Basic authentication
Use basic and NTLMv2 authentication for authenticating with internal servers. API specifications that use basic authentication typically have scheme: basic
defined in their OpenAPI definitions. For example, in OpenAPI 3.0:
components:
securitySchemes:
basicAuth:
type: http
scheme: basic # specifies to use basic authentication.
Custom headers
Common type of authentication for use with Veracode API Scanning. You can define one or more name/value
pairs. When defining the name, do not add any trailing colons. Values typically do not include a colon, but this is legal according to the RFC. You cannot use these reserved header names:
Accept-Charset
Accept-Encoding
Access-Control-Request-Headers
Access-Control-Request-Method
Connection
Content-Length
Cookie
Cookie2
Date
DNT
Expect
Host
Keep-Alive
Origin
Referer
TE
Trailer
Transfer-Encoding
Upgrading
Via
Custom headers in OpenAPI specifications use apiKey
or bearerAuth
security scheme types. Because authentication might occur at a different layer of the solution, such as through an API gateway, you might not need to add it to the API specification. Ensure you check with the development team that created the specification to confirm the authentication solution.

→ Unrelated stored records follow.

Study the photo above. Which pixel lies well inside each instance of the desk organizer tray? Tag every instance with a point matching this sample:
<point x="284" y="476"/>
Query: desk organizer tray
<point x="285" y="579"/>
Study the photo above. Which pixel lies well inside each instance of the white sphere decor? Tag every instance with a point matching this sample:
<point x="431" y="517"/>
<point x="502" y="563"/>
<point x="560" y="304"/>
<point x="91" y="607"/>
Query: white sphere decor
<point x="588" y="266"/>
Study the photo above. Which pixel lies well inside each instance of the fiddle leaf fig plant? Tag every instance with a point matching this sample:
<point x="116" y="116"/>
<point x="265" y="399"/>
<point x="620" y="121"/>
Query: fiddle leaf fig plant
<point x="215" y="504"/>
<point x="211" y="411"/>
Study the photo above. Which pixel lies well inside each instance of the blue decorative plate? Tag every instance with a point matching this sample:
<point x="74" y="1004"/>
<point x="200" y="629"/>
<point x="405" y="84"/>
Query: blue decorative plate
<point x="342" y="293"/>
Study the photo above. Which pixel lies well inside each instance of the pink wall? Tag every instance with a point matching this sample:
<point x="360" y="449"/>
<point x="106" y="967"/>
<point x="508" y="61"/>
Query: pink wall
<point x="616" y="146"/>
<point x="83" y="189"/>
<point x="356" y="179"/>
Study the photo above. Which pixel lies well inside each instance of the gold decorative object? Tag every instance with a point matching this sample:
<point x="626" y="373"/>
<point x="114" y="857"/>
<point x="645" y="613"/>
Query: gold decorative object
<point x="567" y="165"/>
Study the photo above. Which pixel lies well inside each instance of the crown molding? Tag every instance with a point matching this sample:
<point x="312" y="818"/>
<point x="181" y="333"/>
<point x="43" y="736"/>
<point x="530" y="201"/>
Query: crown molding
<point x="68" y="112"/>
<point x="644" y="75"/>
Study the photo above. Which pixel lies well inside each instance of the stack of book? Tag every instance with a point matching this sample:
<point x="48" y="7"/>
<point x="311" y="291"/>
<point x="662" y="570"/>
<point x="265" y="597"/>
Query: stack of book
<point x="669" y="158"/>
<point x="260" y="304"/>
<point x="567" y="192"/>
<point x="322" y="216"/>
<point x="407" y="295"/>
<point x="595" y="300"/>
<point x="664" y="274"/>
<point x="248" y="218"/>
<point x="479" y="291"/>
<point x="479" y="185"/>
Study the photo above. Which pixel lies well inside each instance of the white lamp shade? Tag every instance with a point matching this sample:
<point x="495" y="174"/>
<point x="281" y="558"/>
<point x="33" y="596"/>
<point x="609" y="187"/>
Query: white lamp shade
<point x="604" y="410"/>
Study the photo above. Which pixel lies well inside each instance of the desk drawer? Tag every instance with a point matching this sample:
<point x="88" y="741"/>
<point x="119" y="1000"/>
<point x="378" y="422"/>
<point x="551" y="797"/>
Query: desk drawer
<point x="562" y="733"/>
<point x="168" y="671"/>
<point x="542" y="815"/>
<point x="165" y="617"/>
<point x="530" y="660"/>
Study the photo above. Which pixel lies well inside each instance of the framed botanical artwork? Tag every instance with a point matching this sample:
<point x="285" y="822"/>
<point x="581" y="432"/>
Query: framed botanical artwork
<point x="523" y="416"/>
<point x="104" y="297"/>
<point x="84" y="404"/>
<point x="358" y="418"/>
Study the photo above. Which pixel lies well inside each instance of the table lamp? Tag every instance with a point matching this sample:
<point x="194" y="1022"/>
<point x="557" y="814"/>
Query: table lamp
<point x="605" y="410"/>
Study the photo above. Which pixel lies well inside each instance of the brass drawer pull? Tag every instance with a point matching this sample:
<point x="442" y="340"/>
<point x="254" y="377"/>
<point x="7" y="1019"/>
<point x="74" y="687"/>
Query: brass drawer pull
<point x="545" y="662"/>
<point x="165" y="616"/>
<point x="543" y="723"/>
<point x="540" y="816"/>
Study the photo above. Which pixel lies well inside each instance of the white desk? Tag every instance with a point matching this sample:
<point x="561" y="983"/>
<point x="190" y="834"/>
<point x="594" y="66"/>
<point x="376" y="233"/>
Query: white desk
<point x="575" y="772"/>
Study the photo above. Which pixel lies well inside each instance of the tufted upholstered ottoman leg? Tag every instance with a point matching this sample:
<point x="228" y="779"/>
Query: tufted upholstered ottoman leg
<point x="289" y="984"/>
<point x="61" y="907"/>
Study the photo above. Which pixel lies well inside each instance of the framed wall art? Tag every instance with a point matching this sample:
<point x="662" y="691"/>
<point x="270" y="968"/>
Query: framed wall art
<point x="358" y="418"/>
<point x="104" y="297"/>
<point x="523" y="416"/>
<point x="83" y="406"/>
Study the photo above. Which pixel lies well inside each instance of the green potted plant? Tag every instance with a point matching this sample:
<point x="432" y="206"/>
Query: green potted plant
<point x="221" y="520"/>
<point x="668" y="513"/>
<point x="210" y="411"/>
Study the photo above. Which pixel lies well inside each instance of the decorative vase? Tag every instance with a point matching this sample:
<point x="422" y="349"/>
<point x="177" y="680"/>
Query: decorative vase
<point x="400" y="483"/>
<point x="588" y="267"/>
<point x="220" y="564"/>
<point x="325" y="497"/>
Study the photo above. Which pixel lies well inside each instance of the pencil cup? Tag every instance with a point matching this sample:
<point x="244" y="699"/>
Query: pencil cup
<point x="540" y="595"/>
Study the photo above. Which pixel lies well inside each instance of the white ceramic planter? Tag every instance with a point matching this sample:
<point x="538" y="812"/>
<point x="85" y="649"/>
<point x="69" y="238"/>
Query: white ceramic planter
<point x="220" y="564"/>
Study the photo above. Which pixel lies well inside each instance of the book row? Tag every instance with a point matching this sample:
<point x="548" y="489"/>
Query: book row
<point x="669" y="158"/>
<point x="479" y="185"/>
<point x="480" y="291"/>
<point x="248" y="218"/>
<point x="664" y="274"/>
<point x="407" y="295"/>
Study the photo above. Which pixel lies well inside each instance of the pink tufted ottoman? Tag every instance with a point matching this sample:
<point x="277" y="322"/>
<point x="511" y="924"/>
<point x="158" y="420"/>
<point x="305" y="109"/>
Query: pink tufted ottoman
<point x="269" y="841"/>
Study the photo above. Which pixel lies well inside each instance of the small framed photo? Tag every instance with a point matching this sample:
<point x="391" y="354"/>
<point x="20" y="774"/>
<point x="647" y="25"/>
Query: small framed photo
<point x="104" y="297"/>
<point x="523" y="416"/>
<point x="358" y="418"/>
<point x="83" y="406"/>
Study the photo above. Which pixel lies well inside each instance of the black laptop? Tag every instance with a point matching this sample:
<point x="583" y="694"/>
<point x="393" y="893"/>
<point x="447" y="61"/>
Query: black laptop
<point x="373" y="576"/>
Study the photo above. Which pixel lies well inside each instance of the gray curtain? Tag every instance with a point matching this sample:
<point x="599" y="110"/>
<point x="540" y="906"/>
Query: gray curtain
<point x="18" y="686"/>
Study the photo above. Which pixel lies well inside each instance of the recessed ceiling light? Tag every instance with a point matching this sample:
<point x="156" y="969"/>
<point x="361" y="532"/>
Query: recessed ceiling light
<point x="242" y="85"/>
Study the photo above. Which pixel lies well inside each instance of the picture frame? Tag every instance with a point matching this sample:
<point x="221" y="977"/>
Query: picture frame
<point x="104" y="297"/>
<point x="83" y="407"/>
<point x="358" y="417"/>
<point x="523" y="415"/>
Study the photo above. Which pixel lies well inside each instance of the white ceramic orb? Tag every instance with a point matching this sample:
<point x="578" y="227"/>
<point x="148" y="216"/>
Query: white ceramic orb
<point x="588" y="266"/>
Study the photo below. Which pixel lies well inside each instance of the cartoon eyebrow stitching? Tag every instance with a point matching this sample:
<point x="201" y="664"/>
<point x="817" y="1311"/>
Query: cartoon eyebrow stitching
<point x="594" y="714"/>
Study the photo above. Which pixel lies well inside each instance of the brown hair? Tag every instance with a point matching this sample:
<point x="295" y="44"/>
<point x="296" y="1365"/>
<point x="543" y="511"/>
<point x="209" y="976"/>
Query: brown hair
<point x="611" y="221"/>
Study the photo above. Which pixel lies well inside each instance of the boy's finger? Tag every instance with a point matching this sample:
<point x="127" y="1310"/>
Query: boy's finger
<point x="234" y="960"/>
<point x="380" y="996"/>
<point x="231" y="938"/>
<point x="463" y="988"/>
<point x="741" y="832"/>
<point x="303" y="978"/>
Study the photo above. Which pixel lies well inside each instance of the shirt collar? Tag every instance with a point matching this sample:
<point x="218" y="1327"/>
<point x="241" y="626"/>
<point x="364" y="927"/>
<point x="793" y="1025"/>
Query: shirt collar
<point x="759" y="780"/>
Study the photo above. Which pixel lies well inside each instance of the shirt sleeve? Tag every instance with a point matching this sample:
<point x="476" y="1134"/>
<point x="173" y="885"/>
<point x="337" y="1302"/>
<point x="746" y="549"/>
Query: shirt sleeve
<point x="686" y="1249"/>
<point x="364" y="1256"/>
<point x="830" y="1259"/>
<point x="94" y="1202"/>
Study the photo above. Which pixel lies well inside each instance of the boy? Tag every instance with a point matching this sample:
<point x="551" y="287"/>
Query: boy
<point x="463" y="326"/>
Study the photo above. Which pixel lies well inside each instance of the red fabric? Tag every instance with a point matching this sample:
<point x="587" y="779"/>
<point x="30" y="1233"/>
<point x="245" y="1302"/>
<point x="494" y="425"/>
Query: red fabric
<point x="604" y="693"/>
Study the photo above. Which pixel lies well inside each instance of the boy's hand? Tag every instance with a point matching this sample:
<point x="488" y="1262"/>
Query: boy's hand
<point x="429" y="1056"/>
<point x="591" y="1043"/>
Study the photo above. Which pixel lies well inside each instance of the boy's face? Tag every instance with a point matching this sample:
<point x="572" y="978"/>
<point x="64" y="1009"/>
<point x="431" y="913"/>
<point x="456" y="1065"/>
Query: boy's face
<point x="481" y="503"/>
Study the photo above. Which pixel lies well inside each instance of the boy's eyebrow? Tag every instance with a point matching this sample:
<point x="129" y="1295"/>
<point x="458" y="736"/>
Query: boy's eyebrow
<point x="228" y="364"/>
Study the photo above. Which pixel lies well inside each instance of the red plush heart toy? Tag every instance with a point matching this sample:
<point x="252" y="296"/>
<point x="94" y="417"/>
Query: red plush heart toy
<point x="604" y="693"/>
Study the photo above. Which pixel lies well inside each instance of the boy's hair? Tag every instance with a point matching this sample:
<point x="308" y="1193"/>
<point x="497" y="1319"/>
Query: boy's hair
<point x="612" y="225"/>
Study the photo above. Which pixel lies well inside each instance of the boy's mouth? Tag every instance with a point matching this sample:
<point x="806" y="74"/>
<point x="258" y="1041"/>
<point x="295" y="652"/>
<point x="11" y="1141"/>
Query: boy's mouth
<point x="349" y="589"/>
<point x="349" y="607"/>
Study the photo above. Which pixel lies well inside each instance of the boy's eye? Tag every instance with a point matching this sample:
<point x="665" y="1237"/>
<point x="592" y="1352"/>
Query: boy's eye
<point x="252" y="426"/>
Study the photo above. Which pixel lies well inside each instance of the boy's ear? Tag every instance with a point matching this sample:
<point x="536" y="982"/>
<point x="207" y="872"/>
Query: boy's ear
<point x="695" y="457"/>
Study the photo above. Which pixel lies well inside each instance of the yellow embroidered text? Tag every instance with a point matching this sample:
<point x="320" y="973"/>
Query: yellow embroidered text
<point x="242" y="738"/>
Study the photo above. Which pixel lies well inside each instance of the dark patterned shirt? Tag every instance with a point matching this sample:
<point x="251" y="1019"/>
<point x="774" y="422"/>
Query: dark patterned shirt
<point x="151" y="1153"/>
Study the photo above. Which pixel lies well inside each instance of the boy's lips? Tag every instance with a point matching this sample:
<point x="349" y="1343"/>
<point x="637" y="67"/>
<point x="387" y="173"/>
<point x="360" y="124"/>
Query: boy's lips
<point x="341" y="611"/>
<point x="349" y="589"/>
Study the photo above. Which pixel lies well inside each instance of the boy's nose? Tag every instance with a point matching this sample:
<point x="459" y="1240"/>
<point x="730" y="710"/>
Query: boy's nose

This example shows a custom header with the name X-API-KEY
:
openapi: 3.0.0
...
components:
securitySchemes:
ApiKeyAuth: # arbitrary name for the security scheme
type: apiKey
in: header # can be "header" or "cookie"
name: X-API-KEY # name of the header, query parameter, or cookie
This example shows a JWT bearer token:
openapi: 3.0.0
...
components:
securitySchemes:
bearerAuth: # arbitrary name for the security scheme
type: http
scheme: bearer
bearerFormat: JWT
You can configure this token as a custom header with name Authorization and value Bearer $JWT_CONTENT
, where $JWT_CONTENT
is a series of period-delimited, base64-encoded JSON fragments.
OAuth 2.0
Authenticate with servers that require the OAuth 2.0 protocol. API Scanning supports both the Client Credentials and Password Credentials grant types, which you can select from the Grant Types dropdown menu. For both grant types, a scope is optional. If you need to enter multiple scope values, separate each value with a space. Veracode sends all authorization data as an HTTP Authorization Header.
If you select the Client Credentials grant type, you can select the Use OpenID Connect checkbox to use OAuth 2.0 with OpenID Connect. After selecting the checkbox, enter the URL for the authentication server in the OpenID Connect URL field.
Scriptable request modification
Use a plain text JavaScript file to provide logic that can modify an HTTP request at runtime. Example modifications include changing the request URI, HTTP headers, or the request body. After uploading your JavaScript file to the Veracode Platform, Veracode recommends that you run a prescan to ensure that:
- Your script is free of errors. The Veracode Platform alerts you to any errors in your script.
- Your authentication credentials are valid.
- Veracode can use the script to successfully make requests to the target host.
Veracode provides example scripts for Scriptable Request Modification (SRM).
Custom Cookie
Add one or more HTTP cookies that the scanner can use to authenticate with the target server. Enter the cookie data in the Cookie field. For example, mycookie=chocolate; domain=veracode.com
. To add additional cookies, click Add Another.